We can start using chokidar to watch files.

// index.js
const chokidar = require('chokidar');

chokidar.watch('./src/js/**/*.js')
  .on('add',(path) => {
    console.log('file added to watch '+path);
    })
  .on('change', (path)=> {
    console.log('file changed '+path);
  });

With this tiny code we have established a watcher on our file system. **/*.js matches all the files which end with .js in the particular file system ( /src/js in our case) . As we will not be using any other function of chokidar we can simplify the require statement a little :

const watch = require('chokidar').watch;

watch('./src/js/**/*.js')
  .on('add',(path) => {
  ...

Read Write to files

We can use default node apps to read and write to file system. But I found shelljs much easier to work with. With shelljs, the code is going to look exactly like shell but with functions instead of commands. Shelljs gives almost all important shell commands like cat, mkdir, echo etc ., Two ways to use shelljs , if we import shelljs/global we can directly access all the shell command ( cat(file)) otherwise we need to call it with a variable (shell.cat(file)). I liked the global format so will go with it.

$ npm install shelljs --save

update the index.js

//index.js
require('shelljs/global')
echo('echo test');

This should print the text to console . This is just to test if its working fine.

Transpiler for ES6

Assuming we will be writing our web app in ES6, we need to transpile the code to ES5. Lets use babeljs for this task.
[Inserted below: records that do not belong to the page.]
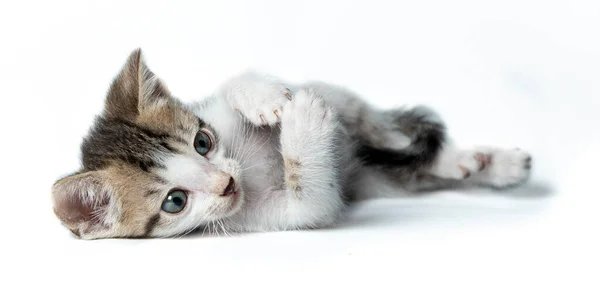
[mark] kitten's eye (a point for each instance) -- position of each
(175, 201)
(202, 143)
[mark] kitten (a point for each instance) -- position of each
(258, 155)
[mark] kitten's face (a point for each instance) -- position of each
(150, 167)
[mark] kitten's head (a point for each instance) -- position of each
(150, 167)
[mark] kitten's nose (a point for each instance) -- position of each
(230, 189)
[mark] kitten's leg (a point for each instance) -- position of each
(311, 158)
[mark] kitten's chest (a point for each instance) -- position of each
(258, 152)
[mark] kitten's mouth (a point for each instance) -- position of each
(231, 189)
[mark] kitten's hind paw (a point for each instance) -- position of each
(498, 168)
(507, 168)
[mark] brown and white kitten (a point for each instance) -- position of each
(258, 155)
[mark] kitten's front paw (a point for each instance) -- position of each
(308, 115)
(259, 98)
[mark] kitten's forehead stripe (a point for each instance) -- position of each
(151, 224)
(113, 139)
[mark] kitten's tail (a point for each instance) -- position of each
(422, 126)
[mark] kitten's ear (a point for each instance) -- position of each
(134, 88)
(84, 204)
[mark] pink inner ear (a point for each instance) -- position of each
(73, 210)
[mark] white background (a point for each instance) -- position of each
(515, 73)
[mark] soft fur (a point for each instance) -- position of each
(295, 154)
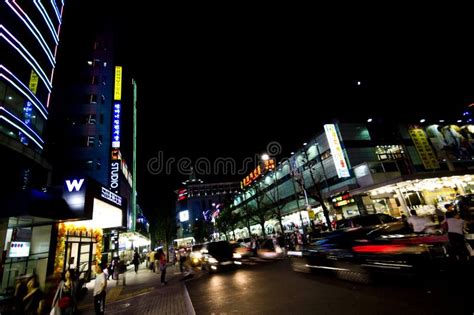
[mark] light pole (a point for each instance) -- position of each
(292, 171)
(316, 185)
(134, 163)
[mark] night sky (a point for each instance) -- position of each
(232, 84)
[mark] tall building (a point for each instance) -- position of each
(197, 206)
(29, 37)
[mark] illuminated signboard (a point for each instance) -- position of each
(110, 196)
(182, 194)
(423, 147)
(336, 151)
(19, 249)
(114, 176)
(118, 83)
(267, 165)
(115, 154)
(116, 125)
(184, 216)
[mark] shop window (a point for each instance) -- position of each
(93, 99)
(94, 80)
(89, 119)
(90, 141)
(389, 152)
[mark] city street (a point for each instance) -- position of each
(273, 288)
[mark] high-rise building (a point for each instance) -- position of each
(29, 36)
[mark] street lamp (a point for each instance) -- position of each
(323, 205)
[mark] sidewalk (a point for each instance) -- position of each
(142, 293)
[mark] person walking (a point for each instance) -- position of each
(136, 260)
(456, 235)
(162, 263)
(99, 290)
(65, 297)
(32, 301)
$ npm install --save babel babel-preset-es2015

Lets convert some javascript from ES2015 to javscript 5

//index.js
const babel = require('babel-core');
const presets = {
  presets: [ 'es2015']
};
function transpileToEs5(code){
  return babel.transform(code, presets);
}
echo(transpileToEs5(`let a = 5;`));

This should output var a = 5; to the output.

Final code

Lets combine all these to final code.

//index.js

const watch = require('chokidar').watch;
const babel = require('babel-core');
require('shelljs/global');
const presets = {
  presets: [ 'es2015']
};

watch('./src/js/**/*.js')
  .on('add', (path) => {
    console.log('file added to watch '+path);
    let code = cat(path);
    let es5Code = transpileToEs5(code);
    let destinyFile = './temp'+path;
    mkdir('-p', destinyFile);
    es5Code.to(destinyFile);
  })
  .on('change', (path)=> {
    console.log('file changed '+path);
    let code = cat(path);
    let es5Code = transpileToEs5(code);
    let destinyFile = './temp'+path;
    es5Code.to(destinyFile);
  });

''.to('./build/site.js'); //empty the file everytime the build is run

watch('./temp/**/*.js')
  .on('add', (path) => {
    cat(path).toEnd('./build/site.js'); //append to the end of the file 
  })
  .on('change', () => {
    cat('./temp/**/*.js').to('./build/site.js'); //override whole file
  });

function transpileToEs5(code){
  return babel.transform(code, presets);
}

Here we are watching on src and temp. Whevever there is a change in src, we compile and copy to temp. Whenever there is change or new file added to temp directory, we copy whole of temp again to site.js. This is very basic code which can be further optimized a lot but left as is to make it easy to understand. We can add more watchers and more logic in each watch. That is it. If we write code in our src , it automatically compiles and updates site.js.

Conclusion

As we can see its very easy to write our own build code. It is very extensible, when we need to add more features , we just add new dependency and add another function in our code. Here are the advantages of using this instead of grunt or gulp:

  • Add or remove features easily
  • Add customized features easily as its plain javascript code
  • If we are dealing with micro services or multiple projects, We can add a config file and decide which ones to enable and disable for each project. All the projects can use the same script and its easy to impose rules or overwrite rules
  • Convert this to a module and share across teams.